Nicola Black
Quick Facts
Biography
Nicola Jane Black (born in Glasgow) is a Scottish film and television producer and director. Her work includes documentaries Designer Vaginas, Bone Breakers, When Freddie Mercury Met Kenny Everett, Tribal Cop, White Jazz, Jenny Saville - Flesh & Blood and the series Mirrorball and Banned in the UK which featured in the Channel 4 Banned season.
Black is also the producer of Channel 4's Mesh animation scheme, producing digital animations including Covert, Daddy, Killing Time At Home and Watermelon Love.
Biography
Born in Glasgow, Black began her career as a trainee editor working on Derek Jarman's Caravaggio, before moving on to television with Halfway to Paradise.
Black set up her own production company, Blackwatch Media in 1995, and her first production was the documentary on crime writer James Ellroy's search for his mother's murderer, White Jazz. From this, she went on to produce and direct the series Post Mortem, about genius and illness, examining the lives and works of Beethoven, Virginia Woolf, Nijinsky, Montgomery Clift and Francis Bacon.
In the late 1990s, she produced and directed the pop-promo series Mirrorball, featuring profiles on Spike Jonze, Mike Mills, Roman Coppola, Michel Gondry and Dawn Shadforth.

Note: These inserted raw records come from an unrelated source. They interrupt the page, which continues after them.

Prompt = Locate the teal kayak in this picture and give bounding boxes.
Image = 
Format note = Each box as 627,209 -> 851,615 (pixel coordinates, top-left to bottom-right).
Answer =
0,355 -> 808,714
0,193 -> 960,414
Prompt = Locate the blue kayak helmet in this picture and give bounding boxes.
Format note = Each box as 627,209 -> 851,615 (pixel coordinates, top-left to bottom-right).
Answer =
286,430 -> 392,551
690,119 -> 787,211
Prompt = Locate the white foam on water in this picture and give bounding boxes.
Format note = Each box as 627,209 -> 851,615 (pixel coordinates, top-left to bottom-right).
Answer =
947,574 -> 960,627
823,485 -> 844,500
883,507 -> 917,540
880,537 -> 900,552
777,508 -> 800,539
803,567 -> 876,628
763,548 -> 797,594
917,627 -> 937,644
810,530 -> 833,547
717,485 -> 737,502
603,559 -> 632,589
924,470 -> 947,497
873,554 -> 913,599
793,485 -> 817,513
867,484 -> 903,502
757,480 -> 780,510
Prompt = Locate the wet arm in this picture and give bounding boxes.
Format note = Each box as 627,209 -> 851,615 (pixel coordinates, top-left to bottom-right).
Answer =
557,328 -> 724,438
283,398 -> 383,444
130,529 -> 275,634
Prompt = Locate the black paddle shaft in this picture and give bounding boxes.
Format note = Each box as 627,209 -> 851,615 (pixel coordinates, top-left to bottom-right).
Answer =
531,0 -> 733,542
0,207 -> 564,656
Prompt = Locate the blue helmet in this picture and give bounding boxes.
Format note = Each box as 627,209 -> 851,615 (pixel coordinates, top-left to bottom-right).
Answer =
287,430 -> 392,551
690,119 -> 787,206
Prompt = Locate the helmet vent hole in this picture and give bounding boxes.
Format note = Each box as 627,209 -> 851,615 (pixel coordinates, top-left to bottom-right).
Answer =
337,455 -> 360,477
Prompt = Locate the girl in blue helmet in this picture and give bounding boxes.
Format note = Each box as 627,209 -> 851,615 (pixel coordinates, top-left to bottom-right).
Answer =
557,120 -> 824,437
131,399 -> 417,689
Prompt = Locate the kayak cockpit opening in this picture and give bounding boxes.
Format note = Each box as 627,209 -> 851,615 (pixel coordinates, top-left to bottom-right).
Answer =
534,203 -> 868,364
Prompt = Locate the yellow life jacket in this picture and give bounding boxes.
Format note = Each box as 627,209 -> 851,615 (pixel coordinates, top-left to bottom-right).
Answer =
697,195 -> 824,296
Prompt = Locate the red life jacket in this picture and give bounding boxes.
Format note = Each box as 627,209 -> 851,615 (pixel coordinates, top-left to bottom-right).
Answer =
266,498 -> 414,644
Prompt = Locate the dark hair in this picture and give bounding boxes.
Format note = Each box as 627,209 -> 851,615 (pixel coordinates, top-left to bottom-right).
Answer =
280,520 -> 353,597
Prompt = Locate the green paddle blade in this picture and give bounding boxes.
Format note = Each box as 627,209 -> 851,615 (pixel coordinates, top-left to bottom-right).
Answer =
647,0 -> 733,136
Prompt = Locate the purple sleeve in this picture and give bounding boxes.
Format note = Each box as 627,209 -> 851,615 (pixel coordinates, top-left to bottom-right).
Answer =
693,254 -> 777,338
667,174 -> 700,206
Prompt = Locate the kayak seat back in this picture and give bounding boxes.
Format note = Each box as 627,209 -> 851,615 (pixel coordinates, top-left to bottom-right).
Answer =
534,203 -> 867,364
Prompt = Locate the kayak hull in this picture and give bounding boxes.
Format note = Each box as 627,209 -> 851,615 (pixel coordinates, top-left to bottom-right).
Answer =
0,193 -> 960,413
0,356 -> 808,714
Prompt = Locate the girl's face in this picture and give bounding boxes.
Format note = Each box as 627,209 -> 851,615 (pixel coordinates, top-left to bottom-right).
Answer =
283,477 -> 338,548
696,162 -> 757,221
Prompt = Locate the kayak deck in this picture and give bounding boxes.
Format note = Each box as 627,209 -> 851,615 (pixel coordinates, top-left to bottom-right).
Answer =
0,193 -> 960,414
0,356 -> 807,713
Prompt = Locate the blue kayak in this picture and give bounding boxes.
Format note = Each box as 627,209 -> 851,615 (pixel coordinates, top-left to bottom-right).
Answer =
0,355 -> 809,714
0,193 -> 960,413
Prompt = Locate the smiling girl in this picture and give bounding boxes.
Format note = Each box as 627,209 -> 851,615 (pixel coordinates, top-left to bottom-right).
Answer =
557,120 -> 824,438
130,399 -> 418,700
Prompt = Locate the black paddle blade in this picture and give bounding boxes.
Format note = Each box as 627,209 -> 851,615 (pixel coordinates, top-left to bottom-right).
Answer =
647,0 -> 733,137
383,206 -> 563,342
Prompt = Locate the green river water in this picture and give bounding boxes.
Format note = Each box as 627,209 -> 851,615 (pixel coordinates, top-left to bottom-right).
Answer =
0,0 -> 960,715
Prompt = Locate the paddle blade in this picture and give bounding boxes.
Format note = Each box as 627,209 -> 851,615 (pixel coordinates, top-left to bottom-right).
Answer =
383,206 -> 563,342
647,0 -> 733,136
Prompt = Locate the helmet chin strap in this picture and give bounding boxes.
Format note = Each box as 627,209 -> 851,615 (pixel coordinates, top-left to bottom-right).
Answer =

Black then went on to direct and produce a series of documentaries for Channel 4, including Designer Vaginas (2002), Bone Breakers (2002), When Freddie Met Kenny (2002), Snorting Coke With The BBC(2003), Banned in the UK and Banned Films, the latter presented by Tim Roth (2005), both were shown as part of the Channel 4 Banned season - which Black co-devised.
Since 2001, Black ran and produced Channel 4's digital animation scheme Mesh, producing four digital animations a year.
In 2007, Black produced Potapych: The Bear Who Loved Vodka, which won a BAFTA Scotland Award for Best Animated Film.
In 2012, Black produced UNESCO award winning photographer David Gillander's film The Neglected for Channel 4's series The Shooting Gallery.